WARNING. Today's Blogography contains subject matter of a disturbing nature. Rather than be upset by what you read and then feel the need to write me another hate mail, why not just save us both the trouble and go f#@% yourself. Thanks!
As I slowly approach the finish line of the project that has been consuming every waking moment of every day for the past two weeks, I have been able to squeeze in a bit of free time to check in on some blogs and make a tiny dent in the hundreds of emails that have been accumulating. It is not a lot of progress, but it does make me feel better knowing that my life is on a track back to "normalcy."
And now that I'm finally going to have some honest-to-goodness free time in my future, I find myself starting to think of what I am going to do with it. The list goes something like this...
But that's a week away. In the meanwhile, I still have loads of work to do and a blog entry to write. This should be easy... I could just weigh in on the two topics that are dominating the blogosphere right now:
So if I am not going to write about iTunes or Bush, what's the topic for the day? Find out in an extended entry!

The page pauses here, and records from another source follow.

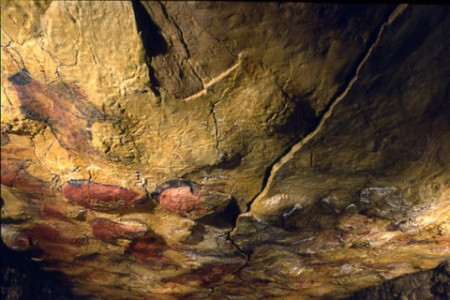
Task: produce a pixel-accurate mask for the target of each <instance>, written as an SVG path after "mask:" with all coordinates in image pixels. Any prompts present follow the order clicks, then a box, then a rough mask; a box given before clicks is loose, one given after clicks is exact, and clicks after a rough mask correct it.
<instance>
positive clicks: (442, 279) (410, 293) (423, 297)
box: [347, 261, 450, 300]
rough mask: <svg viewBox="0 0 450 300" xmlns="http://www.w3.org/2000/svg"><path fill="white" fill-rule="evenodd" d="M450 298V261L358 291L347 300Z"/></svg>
mask: <svg viewBox="0 0 450 300" xmlns="http://www.w3.org/2000/svg"><path fill="white" fill-rule="evenodd" d="M360 299H366V300H372V299H373V300H394V299H421V300H447V299H450V261H446V262H443V263H441V264H440V265H439V266H438V267H437V268H435V269H432V270H427V271H420V272H416V273H412V274H407V275H403V276H400V277H397V278H394V279H391V280H388V281H386V282H383V283H382V284H380V285H377V286H373V287H369V288H367V289H364V290H361V291H359V292H356V293H355V294H353V295H352V296H351V297H349V298H347V300H360Z"/></svg>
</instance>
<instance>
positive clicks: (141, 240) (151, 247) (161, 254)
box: [127, 238, 174, 266]
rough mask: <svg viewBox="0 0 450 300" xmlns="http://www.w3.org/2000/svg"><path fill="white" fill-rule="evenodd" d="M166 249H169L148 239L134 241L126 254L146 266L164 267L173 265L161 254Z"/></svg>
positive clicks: (159, 242)
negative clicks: (147, 265) (135, 257)
mask: <svg viewBox="0 0 450 300" xmlns="http://www.w3.org/2000/svg"><path fill="white" fill-rule="evenodd" d="M168 249H169V248H168V247H167V245H165V244H164V243H162V242H160V241H157V240H156V239H153V238H149V239H143V240H137V241H135V242H134V243H133V244H131V245H130V247H129V248H128V249H127V252H129V253H131V254H132V255H133V256H134V257H136V258H137V259H138V260H139V261H141V262H144V263H146V264H149V265H156V266H166V265H172V264H174V262H173V261H172V260H171V259H170V258H167V257H164V256H163V252H164V251H166V250H168Z"/></svg>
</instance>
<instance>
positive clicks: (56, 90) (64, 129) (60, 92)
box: [8, 69, 101, 155]
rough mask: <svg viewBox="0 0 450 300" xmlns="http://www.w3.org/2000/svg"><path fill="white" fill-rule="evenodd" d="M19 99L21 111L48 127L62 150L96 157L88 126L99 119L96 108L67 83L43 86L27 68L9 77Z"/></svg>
mask: <svg viewBox="0 0 450 300" xmlns="http://www.w3.org/2000/svg"><path fill="white" fill-rule="evenodd" d="M8 80H9V81H10V82H11V83H12V84H13V86H14V88H15V90H16V92H17V96H18V98H19V100H20V104H21V106H20V110H21V111H22V113H23V115H24V116H25V117H26V118H28V119H31V120H36V121H40V122H43V123H45V124H47V125H49V126H50V128H51V129H52V133H53V134H54V135H55V137H56V138H57V139H58V141H59V143H60V144H61V146H62V147H64V148H66V149H68V150H74V151H79V152H84V153H87V154H90V155H97V153H96V151H95V150H94V149H93V148H92V145H91V134H90V131H89V127H90V124H91V123H92V122H95V121H98V120H99V119H100V118H101V114H100V112H99V111H98V110H97V108H96V107H95V106H94V105H93V104H92V103H90V102H89V101H88V100H86V97H85V96H84V95H82V94H81V92H80V91H79V89H78V88H77V87H75V86H73V85H70V84H63V83H57V84H53V85H50V86H48V85H43V84H42V83H40V82H38V81H36V80H33V78H32V77H31V75H30V74H29V73H28V71H27V69H23V70H22V71H20V72H17V73H16V74H14V75H12V76H10V77H9V78H8Z"/></svg>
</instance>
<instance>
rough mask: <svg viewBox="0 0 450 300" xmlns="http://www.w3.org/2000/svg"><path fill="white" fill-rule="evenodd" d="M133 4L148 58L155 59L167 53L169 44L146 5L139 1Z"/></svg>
mask: <svg viewBox="0 0 450 300" xmlns="http://www.w3.org/2000/svg"><path fill="white" fill-rule="evenodd" d="M131 3H132V5H133V10H134V15H135V17H136V26H137V29H138V32H139V34H140V35H141V39H142V43H143V44H144V48H145V52H146V54H147V56H150V57H153V56H157V55H160V54H165V53H167V43H166V41H165V40H164V38H163V36H162V35H161V29H160V28H159V27H158V26H157V25H156V24H155V22H153V20H152V18H151V17H150V15H149V14H148V12H147V10H146V8H145V7H144V5H142V3H141V2H140V1H137V0H133V1H131Z"/></svg>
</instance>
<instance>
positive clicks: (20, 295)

Okay then. I think I will write about how sick and f#@%ing tired I am of reading news stories about body parts turning up in fast food... first it was a finger in Wendy's chili... now another finger in Applebee's salad. It's all so stupid.
I suppose it's only a matter of time before other parts start showing up...
"Uhhh... excuse me, but the menu said nothing about chopped penis in my garden salad, and I'm a vegetarian."
Now, the Wendy's chili thing turned out to be a hoax, which only makes sense. I expect that the salad thing will end up the same way. I mean, if I cut MY finger off while chopping some lettuce, I think I'd notice. And it's absurd to think that if somebody cut off their finger that they'd just say "oh that's too bad" and then not try to find it. It's even more absurd to think that they would go ahead and ship out a bunch of lettuce when a body part is missing. A hoax is the only rational outcome for something like this.
But then you read about the finger that ended up in an ice cream, realize that shit like this can actually happen, and all of a sudden the "penis in the salad" scenario doesn't seem so far fetched. I mean, some guy COULD get pissed because he has to work overtime at the salad processing plant. The guy MIGHT decided that he wants revenge on his employer. The guy PERHAPS could determine that peeing in the salad chopper is a rational act of defiance. Then POSSIBLY the guy could get distracted by a sexy co-worker at a very bad moment. This guy's dick CONCEIVABLY MIGHT POSSIBLY COULD end up in your salad.
This worries me greatly.
Though something tells me that it would not be wise to order up a salad and tell them "I'd like the penis on the side" or even "hold the penis." Even if you asked nicely, things like this are bound to be misinterpreted... even at Burger King where they encourage you to "have it your way."